Miss Parkinson, 92 ans, née à Stara Zagora est bien devenue la fille de sa fille au regard de la vulnérabilité d’un corps qui ne demande qu’un appel à l’autre. Cet autre précieux n’est autre que sa propre fille, qui est devenue à sa tour mère enveloppante progiguant les derniers soins, depuis plus de dis-sept ans. Manitchkatatia, dit-elle à sa mère, en lui caressant le visage. Cette expression de tendresse, signe d’un amour maternel, se cache bien derrière un sentiment de loyauté. S’occuper de sa mère comme d’un enfant, passe par une présence inconditionnelle sollicitant les derniers possibles. Ainsi, tracer, penser, calculer se situent au-delà des soins corporels, indispensables à la survie d’un enfant.

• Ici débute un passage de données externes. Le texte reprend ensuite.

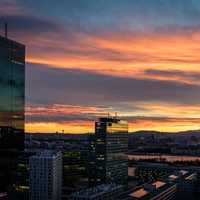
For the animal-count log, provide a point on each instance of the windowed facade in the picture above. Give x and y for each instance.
(111, 146)
(12, 93)
(12, 90)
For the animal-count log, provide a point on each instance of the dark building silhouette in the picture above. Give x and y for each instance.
(12, 90)
(111, 147)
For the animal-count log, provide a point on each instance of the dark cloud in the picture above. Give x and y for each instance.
(50, 85)
(184, 75)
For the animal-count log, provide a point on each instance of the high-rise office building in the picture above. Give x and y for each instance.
(12, 87)
(45, 177)
(111, 147)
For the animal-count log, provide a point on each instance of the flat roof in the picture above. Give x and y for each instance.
(158, 184)
(139, 193)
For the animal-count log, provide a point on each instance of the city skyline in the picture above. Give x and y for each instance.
(86, 59)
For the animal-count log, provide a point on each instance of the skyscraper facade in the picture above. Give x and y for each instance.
(111, 147)
(45, 177)
(12, 95)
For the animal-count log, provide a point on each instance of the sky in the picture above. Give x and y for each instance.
(86, 58)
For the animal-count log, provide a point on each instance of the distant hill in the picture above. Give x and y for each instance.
(146, 133)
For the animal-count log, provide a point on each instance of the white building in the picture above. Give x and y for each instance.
(46, 176)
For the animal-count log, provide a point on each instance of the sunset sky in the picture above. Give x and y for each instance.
(87, 58)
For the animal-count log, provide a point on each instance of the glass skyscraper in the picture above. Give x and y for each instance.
(12, 95)
(111, 147)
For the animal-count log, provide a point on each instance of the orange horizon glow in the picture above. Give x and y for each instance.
(129, 56)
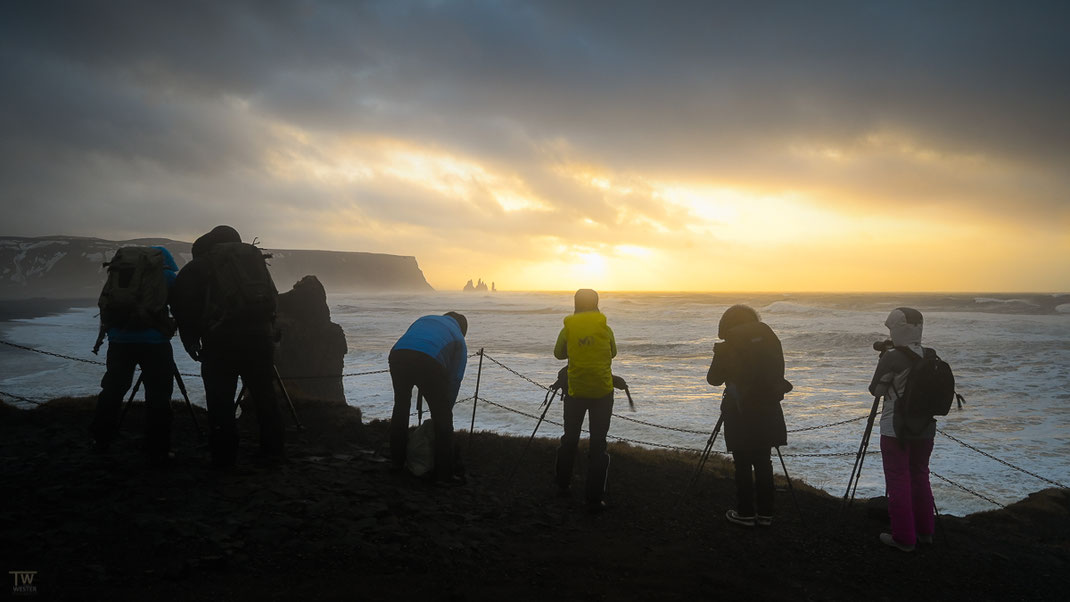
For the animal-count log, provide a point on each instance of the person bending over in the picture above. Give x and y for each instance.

Ce lien indéfectible, qui pourrait tendre vers le ravage, persiste et ne cesse d’exister coûte que coûte. L’épuisement au détriment de l’abandon. Aucun répit lorsqu’on est devenu la mère de sa mère. L’une et l’autre se nourrissent et se soutiennent dans l’existence. La rupture et l’absence n’ont pas de place. Etre là est devenu la seule condition d’une relation où mère et fille s’effacent derrière une unité. Il n’y a peut-être plus ni de mère ni de fille.
En attendant, Miss Parkinson continue bien de livrer ses derniers éclats de vie.